Federal finance minister Alexander De Croo (Open VLD) will meet with Lufthansa CEO Carsten Spohr in Brussels on Friday, to try to find a solution to the problem of the planned loss of 1,000 jobs at Brussels Airlines.
Brussels Airlines, a subsidiary of the German airline group Lufthansa, yesterday announced a restructuring plan which would involve the loss of one in four jobs and a reduction in the airline’s fleet, as well as the scrapping of 24 destinations.
The two sides are currently involved in difficult negotiations regarding the future of Brussels Airlines, which has been badly hit by the coronavirus and the effect on international travel. Flights have been suspended since March 21 and will not resume before May 31, if then.
But those negotiations are unlikely to be helped along by the announcement on Tuesday by Brussels Airlines CEO Dieter Vranckx. The airline is asking for €290 million in aid from the government while getting rid of 1,000 jobs. Vranckx described the aid as “a guarantee of security for the 75% of jobs that remain”.
In the meantime, trade unions have predicted the restructuring will have repercussions far beyond the 1,000 job losses – some of which are bound to be forced redundancies.

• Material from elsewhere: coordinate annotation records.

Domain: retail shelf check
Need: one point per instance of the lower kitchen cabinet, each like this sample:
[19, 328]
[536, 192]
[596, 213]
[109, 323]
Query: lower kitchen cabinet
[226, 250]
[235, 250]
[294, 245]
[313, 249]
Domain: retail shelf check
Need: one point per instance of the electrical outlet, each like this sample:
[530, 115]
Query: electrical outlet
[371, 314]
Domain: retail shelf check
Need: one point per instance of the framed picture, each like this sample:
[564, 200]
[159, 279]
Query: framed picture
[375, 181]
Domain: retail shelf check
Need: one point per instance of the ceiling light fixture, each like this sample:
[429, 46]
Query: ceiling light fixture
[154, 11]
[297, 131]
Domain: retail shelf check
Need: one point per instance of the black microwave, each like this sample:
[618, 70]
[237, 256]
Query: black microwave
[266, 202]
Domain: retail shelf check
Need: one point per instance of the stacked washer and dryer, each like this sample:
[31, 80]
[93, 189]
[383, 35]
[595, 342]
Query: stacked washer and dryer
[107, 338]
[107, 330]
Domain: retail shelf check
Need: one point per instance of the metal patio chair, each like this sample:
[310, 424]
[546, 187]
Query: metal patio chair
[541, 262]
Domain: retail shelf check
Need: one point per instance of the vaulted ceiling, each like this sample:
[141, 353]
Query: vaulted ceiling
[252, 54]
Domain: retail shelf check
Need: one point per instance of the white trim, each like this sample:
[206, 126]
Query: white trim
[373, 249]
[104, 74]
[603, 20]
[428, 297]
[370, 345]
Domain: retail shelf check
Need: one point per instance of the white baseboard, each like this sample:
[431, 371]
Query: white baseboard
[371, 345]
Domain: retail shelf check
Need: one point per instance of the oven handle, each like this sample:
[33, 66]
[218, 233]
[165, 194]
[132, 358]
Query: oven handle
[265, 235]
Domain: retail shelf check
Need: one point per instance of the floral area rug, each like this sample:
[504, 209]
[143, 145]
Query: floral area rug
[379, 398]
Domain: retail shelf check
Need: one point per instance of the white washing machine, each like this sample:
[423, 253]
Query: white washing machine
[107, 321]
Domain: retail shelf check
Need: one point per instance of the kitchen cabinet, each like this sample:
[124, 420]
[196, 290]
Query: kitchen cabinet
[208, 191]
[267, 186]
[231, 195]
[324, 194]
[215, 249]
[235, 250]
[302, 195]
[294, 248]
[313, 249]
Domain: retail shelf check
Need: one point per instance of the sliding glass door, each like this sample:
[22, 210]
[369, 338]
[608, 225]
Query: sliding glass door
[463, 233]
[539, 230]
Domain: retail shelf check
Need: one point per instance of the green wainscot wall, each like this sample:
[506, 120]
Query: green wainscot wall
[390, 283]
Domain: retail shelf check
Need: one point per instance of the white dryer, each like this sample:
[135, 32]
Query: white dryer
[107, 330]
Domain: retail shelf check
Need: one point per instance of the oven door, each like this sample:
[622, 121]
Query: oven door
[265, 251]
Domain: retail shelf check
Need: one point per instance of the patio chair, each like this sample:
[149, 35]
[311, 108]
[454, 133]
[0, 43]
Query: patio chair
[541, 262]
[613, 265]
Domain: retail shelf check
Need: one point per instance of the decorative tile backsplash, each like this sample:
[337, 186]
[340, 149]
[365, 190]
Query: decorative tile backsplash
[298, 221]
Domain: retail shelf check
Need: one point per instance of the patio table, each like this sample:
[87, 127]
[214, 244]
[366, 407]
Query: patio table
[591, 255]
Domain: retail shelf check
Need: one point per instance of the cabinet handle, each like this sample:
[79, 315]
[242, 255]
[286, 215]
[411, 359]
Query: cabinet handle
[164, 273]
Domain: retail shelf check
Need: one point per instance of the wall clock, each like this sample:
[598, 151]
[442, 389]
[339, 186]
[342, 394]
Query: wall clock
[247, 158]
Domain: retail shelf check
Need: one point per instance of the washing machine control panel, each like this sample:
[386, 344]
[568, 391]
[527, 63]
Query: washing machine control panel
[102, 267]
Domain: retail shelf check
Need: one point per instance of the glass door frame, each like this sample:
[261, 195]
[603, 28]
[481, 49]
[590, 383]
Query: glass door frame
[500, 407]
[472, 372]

Brussels Airlines is responsible by itself for 40% of traffic at Brussels Airport. On top of that, many foreign airlines fly to Brussels because of the connection with an international carrier like Brussels Airlines. If part of that traffic disappears, those airlines might well choose to use another airport for forwarding passengers, with severe consequences for the entire airport.
At their meeting on Friday, De Croo will demand clarity from Spohr on Lufthansa’s plans for Brussels Airlines, and for a commitment by the German group on the Belgian airline’s future.
“You can’t demand an effort from the employees and the Belgian government unless you make some promises,” De Croo told the VRT.
But the Belgian government has been here before. In late 2016, Brussels Airlines was on the brink of going down for the third time when Lufthansa appeared as a possible rescuer. The Germans were prepared to take a 100% stake in the floundering airline, but when the government demanded certain assurances, Lufthansa refused outright, and the government was obliged to withdraw.
De Croo is committed to avoiding a repeat of that scenario, and will try to use the €290 million in aid to get his way.